Generation Nothing is the tenth studio album by American heavy metal band Metal Church. It is their first after their late 2012 reunion, and their fourth and last to feature vocalist Ronny Munroe.

==Background==
In 2009, Vanderhoof disbanded the band following the release of This Present Wasteland and their final performance at Rocklahoma that year. In 2012, it was announced that the band was reuniting for two shows on the 70000 Tons of Metal cruise. Ultimately, the band decided to stay together.

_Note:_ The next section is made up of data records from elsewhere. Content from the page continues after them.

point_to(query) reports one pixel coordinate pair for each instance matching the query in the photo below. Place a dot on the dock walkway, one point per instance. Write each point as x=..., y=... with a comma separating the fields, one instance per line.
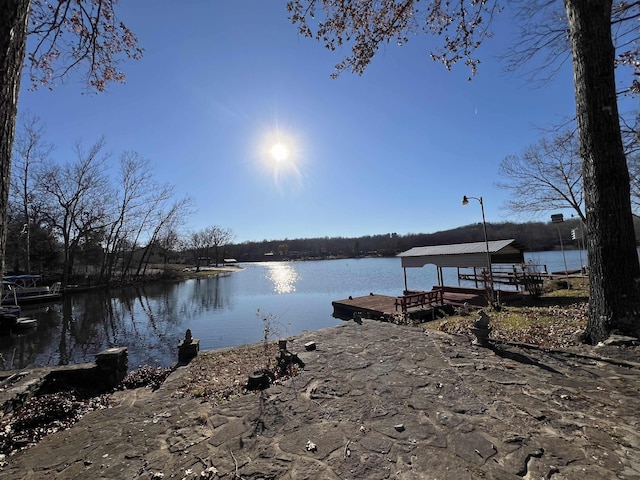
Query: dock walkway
x=385, y=306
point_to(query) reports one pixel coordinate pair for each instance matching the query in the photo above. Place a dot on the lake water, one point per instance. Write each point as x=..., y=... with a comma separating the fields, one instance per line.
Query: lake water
x=221, y=311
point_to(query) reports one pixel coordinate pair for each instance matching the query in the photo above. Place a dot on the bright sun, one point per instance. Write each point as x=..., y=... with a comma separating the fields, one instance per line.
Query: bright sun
x=279, y=152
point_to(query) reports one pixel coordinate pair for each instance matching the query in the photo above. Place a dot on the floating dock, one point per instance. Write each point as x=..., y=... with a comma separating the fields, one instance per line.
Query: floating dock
x=385, y=306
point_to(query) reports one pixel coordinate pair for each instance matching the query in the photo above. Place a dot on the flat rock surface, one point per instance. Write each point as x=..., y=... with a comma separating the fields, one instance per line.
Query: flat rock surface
x=375, y=401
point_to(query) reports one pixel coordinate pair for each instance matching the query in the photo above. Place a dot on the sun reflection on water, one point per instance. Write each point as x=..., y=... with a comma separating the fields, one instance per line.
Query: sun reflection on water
x=283, y=276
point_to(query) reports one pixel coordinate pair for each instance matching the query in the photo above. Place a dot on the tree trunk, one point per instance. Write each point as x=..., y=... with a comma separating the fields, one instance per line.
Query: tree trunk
x=613, y=260
x=14, y=15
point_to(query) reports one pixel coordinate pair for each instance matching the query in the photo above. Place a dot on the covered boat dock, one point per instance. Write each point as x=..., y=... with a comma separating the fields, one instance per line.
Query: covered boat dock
x=498, y=262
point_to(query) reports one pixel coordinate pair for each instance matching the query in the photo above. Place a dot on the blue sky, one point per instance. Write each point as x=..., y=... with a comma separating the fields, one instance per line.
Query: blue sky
x=393, y=150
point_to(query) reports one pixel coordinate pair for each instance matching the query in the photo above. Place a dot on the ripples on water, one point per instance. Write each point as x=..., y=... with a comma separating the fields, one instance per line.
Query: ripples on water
x=221, y=311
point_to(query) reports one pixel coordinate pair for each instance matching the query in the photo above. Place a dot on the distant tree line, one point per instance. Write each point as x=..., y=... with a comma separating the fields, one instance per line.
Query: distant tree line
x=534, y=236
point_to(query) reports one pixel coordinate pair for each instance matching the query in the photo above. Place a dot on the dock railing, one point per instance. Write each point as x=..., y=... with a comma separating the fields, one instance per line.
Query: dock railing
x=419, y=299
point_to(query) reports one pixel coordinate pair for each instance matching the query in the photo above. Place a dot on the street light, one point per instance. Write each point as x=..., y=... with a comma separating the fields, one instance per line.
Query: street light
x=465, y=201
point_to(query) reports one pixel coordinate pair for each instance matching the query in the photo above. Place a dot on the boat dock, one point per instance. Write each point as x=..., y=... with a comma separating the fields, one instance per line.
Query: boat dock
x=415, y=304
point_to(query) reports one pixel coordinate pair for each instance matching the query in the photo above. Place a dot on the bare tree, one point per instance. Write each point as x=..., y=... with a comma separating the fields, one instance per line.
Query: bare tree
x=545, y=177
x=614, y=269
x=30, y=152
x=163, y=219
x=137, y=200
x=67, y=35
x=78, y=194
x=195, y=242
x=218, y=238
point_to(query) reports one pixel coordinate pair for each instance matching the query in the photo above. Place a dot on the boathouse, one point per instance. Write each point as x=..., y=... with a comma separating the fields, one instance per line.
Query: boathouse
x=471, y=260
x=475, y=255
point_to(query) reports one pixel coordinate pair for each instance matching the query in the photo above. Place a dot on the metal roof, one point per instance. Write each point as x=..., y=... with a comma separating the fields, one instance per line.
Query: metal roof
x=464, y=254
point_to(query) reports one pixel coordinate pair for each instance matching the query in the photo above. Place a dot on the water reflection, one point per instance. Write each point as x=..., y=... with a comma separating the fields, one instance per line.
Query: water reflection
x=150, y=320
x=283, y=276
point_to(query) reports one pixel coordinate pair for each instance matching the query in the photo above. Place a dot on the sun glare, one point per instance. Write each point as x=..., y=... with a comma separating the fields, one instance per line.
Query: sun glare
x=279, y=152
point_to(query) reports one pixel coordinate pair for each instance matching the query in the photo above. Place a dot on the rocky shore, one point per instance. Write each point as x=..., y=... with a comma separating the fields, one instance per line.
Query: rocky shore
x=375, y=400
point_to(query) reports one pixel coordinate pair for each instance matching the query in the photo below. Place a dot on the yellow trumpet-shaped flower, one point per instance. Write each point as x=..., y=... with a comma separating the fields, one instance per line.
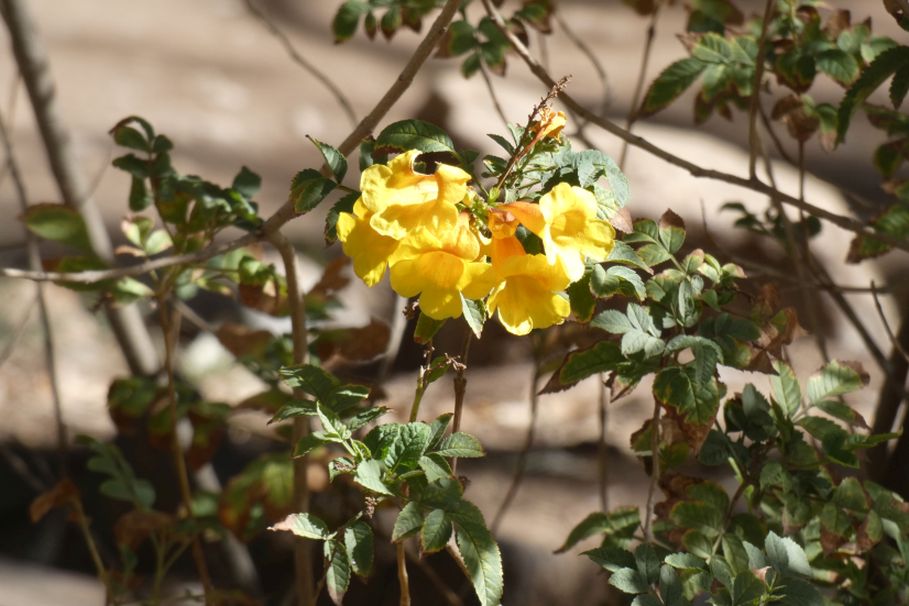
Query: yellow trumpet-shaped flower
x=571, y=229
x=440, y=266
x=370, y=251
x=527, y=297
x=402, y=200
x=503, y=223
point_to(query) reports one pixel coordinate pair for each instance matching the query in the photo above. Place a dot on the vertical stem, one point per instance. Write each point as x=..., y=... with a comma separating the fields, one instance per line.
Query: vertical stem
x=31, y=59
x=521, y=467
x=303, y=562
x=34, y=262
x=639, y=85
x=603, y=447
x=460, y=387
x=403, y=581
x=756, y=92
x=170, y=325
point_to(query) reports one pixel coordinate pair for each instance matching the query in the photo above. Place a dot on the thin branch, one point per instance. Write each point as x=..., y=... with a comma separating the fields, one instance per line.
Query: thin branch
x=639, y=85
x=170, y=326
x=300, y=60
x=34, y=260
x=492, y=94
x=388, y=100
x=602, y=445
x=897, y=346
x=753, y=184
x=303, y=562
x=753, y=143
x=31, y=58
x=403, y=581
x=587, y=52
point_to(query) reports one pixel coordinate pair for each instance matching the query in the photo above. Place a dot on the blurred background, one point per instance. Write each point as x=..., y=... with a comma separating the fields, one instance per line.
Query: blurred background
x=211, y=76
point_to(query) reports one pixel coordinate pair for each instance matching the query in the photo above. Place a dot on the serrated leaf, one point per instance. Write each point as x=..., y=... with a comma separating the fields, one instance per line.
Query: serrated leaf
x=628, y=580
x=786, y=555
x=475, y=315
x=602, y=357
x=359, y=545
x=461, y=445
x=308, y=188
x=415, y=134
x=785, y=386
x=369, y=475
x=622, y=521
x=835, y=379
x=670, y=84
x=304, y=525
x=883, y=66
x=479, y=552
x=435, y=532
x=409, y=521
x=337, y=576
x=334, y=159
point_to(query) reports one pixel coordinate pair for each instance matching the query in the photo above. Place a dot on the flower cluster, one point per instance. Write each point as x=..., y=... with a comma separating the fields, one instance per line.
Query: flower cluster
x=441, y=241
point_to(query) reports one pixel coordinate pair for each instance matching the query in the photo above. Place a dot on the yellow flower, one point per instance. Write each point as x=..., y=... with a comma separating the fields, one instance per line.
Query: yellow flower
x=440, y=266
x=527, y=299
x=403, y=200
x=572, y=230
x=370, y=251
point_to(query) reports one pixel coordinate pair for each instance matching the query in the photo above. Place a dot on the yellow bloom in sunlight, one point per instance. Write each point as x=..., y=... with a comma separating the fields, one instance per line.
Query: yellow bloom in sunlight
x=440, y=266
x=527, y=299
x=370, y=251
x=549, y=124
x=572, y=230
x=403, y=200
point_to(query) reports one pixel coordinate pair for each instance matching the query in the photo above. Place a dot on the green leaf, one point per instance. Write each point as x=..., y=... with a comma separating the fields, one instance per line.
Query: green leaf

On July 12, 2013 the album title was revealed.

==Composition and recording==
The band entered Kurdt Vanderhoof's English Channel studio in March 2013 to start work on the album. Vanderhoof started mixing the album in mid June 2013. Generation Nothing was released on October 22, 2013 on Vanderhoof's label, Body of Work Recordings.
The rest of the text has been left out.